On Tue, 14 May 2019 02:12:35 -0400 Yan Zhao <yan.y.zhao@intel.com> wrote:
On Mon, May 13, 2019 at 09:28:04PM +0800, Erik Skultety wrote:
In case of libvirt checking the compatibility, it won't matter how good the error message in the kernel log is and regardless of how many error states you want to handle, libvirt's only limited to errno here, since we're going to do plain read/write, so our internal error message returned to the user is only going to contain what the errno says - okay, of course we can (and we DO) provide libvirt specific string, further specifying the error but like I mentioned, depending on how many error cases we want to distinguish this may be hard for anyone to figure out solely on the error code, as apps will most probably not parse the logs.
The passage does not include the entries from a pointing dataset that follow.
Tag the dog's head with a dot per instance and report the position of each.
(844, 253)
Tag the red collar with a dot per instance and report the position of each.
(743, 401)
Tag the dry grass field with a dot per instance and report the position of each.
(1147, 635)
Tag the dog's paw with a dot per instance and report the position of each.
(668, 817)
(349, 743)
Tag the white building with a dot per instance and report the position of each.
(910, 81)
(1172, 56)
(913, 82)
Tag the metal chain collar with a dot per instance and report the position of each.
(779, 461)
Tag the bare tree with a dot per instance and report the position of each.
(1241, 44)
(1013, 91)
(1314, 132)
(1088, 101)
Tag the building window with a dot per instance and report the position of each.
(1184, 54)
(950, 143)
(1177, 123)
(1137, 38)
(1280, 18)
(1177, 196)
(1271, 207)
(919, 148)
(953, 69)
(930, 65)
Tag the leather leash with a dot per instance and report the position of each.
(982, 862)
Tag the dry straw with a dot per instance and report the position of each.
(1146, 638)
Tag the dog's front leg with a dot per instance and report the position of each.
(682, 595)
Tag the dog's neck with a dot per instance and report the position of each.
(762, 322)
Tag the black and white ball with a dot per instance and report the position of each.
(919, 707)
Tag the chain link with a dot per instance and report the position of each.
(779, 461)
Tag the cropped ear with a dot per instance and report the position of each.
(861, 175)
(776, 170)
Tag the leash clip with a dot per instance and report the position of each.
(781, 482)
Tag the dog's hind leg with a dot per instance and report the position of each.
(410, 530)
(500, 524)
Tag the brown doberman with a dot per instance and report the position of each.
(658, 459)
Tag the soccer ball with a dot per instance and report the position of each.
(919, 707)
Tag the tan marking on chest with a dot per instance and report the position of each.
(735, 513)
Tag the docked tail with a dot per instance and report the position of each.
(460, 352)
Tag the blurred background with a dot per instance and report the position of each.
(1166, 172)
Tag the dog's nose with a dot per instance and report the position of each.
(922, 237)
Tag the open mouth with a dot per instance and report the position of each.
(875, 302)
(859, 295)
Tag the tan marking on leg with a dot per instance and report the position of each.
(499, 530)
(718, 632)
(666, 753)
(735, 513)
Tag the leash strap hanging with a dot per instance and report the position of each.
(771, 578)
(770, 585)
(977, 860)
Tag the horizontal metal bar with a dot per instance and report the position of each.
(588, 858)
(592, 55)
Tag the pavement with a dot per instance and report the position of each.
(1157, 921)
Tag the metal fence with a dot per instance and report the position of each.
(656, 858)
Regards, Erik hi Erik do you mean you are agreeing on defining common errors and only returning errno?
e.g. #define ENOMIGRATION 140 /* device not supporting migration */ #define EUNATCH 49 /* software version not match */ #define EHWNM 142 /* hardware not matching*/
Defining custom error codes is probably not such a good idea... can we match to common error codes instead? Do we have a good idea about common error categories, anyway? (Btw: does libvirt do a generic error-to-description translation, or does it match to the context? I.e., can libvirt translate well-defined error codes to a useful message for a specific case?)